JBD 06/01/2012 15:05


A propos : ça me rappelle quand j'étais dans la diplomatie agricole et économique à Londres. Sachant qu'il y a près de 500 établissements financiers dans la City, et qu'ils organisent au moins un
pot de fin d'année auquel ils invitent toutes leurs relations,  et qu'il n'y a que 60 jours ouvrés pendant kles quels il est "decent" d'inviter à de telles agapes, calculer à combien
d'invitations quotidiennes est-il "indecent" de répondre pendant cette période d'octobre à décembre ?


Meiulleurs voeux à tous les lecteurs de ce blog ami.

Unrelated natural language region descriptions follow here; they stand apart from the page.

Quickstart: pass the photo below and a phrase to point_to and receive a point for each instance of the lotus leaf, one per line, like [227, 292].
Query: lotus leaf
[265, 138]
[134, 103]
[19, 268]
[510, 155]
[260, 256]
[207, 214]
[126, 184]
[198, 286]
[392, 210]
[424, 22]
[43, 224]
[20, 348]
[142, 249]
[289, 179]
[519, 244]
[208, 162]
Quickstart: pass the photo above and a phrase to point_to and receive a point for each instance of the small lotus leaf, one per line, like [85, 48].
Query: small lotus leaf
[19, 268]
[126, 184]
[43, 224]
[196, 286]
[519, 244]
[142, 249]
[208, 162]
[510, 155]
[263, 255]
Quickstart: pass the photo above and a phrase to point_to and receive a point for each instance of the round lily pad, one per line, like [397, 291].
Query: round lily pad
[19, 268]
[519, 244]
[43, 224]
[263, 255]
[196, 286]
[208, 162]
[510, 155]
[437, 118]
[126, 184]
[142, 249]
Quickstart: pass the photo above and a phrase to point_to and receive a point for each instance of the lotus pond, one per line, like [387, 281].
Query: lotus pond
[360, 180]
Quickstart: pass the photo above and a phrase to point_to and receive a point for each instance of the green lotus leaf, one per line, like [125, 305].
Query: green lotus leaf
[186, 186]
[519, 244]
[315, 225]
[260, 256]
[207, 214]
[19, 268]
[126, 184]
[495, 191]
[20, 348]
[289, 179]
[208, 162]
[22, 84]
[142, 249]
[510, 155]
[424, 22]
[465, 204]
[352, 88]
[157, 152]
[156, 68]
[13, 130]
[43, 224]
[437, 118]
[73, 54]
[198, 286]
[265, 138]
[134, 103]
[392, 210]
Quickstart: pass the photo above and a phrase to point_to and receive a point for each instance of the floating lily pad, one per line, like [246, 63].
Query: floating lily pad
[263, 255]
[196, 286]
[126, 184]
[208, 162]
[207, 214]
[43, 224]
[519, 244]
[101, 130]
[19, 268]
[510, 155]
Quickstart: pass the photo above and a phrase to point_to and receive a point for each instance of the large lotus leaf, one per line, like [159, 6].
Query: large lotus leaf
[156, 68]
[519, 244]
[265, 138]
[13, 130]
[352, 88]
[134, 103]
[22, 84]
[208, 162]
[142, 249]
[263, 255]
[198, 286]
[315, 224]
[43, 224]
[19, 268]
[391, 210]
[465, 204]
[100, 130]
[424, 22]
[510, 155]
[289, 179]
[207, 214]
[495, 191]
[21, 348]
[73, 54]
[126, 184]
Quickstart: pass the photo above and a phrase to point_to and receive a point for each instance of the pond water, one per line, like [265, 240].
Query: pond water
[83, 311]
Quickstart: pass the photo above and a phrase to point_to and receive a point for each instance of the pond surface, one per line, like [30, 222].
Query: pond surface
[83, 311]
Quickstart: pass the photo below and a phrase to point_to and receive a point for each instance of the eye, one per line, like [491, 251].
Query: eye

Luc Charlier 06/01/2012 13:09


@Gus : dans les labos, ce sont surtout des suppos qu’on trouve ( !!!) et leur fabrication est consignée dans les annales des
sociétés. Moi, je suis entièrement conquis au pot. En tant que Celto-germain, toutes les étymologies me vont bien. Mais c’est la dernière phrase du billet que je voudrais souligner :
l’exercice de la responsabilité individuelle – par les participants à ces séances de contact social – et de la responsabilité collective – par l’encadrement – doit se faire conjointement, comme
par habitude, et non sous le couperet d’une règlementation. Mais, sans votre petit règlement, que personne ne respecte d’ailleurs, il n’y aurait pas de « pot à la française ».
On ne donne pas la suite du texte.